Keep food preparation areas in the kitchen clean, before and after use.

Keep raw meats, such as beef, poultry and seafood, separate from cooked foods.

If you are using the microwave, stir the food halfway through to ensure thorough heating.

Keep all dairy products, such as milk and yogurt, in the refrigerator.

Never eat food that has a funny taste or smell.

Use food within their recommended dates.

Make sure that cold foods are always kept cold.

Keep hot foods hot, like soups, stew or chilli.

Clean your cutting boards, dishes, utensils and countertops with hot water and sanitiser, or antibacterial soap.

Don’t let pets jump up on kitchen counters.

Don’t put cooked foods on a plate that held raw meat, poultry or seafood. Always use a clean plate.

Food safety tips for leftovers

Many kids prepare leftovers for their meals. They should be instructed to follow these guidelines:

Reheat food thoroughly, so that it is piping hot.

Cover leftovers to prevent contamination.

Eat leftovers within 48 hours.

Promptly place any leftovers in the refrigerator. Cold food should be stored at 41F or colder.

Store leftovers containing meat, fish, eggs, dairy products and rice within two hours of cooking.

Never reheat leftovers in a slow cooker. The gradual heating promotes bacterial growth.

Safe use of the microwave

Don’t allow children who don’t know how to read to use the microwave oven. Reading and understanding directions is extremely important. If they’re old enough to use a microwave, they should follow these tips:

Heat hot dogs until they are steaming. Pierce them with a fork before putting them into the microwave oven, to keep them from exploding.

Foods and liquids heat unevenly in a microwave, so stir or rotate food midway through cooking. If you don’t, you’ll have cold spots where harmful bacteria can survive.

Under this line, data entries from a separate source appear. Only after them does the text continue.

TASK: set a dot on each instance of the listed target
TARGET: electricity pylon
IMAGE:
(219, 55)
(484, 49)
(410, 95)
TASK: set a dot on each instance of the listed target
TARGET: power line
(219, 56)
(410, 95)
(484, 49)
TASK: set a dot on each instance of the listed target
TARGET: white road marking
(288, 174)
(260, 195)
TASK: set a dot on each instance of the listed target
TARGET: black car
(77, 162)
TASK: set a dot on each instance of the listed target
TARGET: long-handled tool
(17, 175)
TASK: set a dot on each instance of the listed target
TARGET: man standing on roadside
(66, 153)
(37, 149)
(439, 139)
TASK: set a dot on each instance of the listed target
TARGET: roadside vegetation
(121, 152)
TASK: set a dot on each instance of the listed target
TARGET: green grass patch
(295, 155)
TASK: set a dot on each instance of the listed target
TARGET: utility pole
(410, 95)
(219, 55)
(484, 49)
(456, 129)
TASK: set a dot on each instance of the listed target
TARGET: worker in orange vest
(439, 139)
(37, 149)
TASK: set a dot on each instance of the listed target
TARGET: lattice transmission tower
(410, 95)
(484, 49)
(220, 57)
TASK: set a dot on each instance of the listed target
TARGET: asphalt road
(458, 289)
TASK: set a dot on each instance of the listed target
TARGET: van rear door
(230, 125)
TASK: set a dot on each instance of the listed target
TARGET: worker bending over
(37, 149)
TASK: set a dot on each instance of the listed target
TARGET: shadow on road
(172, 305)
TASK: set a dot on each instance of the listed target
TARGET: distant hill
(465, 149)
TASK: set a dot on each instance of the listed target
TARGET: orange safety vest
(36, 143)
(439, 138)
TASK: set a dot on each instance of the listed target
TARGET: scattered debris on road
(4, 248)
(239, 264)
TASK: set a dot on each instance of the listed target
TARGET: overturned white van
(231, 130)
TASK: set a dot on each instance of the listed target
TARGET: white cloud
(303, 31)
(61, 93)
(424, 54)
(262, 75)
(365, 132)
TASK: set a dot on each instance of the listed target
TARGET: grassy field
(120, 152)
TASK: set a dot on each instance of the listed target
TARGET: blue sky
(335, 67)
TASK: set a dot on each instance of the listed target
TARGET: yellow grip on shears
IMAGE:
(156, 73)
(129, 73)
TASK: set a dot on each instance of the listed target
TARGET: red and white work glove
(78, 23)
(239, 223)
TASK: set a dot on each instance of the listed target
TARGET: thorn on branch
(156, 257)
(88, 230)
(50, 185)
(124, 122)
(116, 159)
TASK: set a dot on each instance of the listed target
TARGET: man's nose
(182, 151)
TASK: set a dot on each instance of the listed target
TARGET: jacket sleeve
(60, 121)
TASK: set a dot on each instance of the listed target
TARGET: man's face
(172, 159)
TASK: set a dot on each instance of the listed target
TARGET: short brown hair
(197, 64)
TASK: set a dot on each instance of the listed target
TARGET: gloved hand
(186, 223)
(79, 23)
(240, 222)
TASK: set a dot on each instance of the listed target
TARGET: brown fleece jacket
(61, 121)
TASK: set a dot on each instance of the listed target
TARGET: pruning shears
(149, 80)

Loosely cover food that is to be microwaved with a lid or plastic wrap; the loose cover will let steam escape.

To prevent burns, remove food carefully from the microwave oven. Use potholders, and move foods away from your face before you uncover them, so that the steam can escape.

Do not use certain plastic containers, such as margarine tubs or other one-time-use containers, in the microwave. They can warp or melt, possibly causing harmful chemicals to get in the food.

Do not use metals or aluminium foil in the microwave. Use only glass and other containers that are labelled ‘made for microwave use.’

Discard leftovers if the food has been sitting at room temperature for more than 1 hour. When in doubt, throw it out.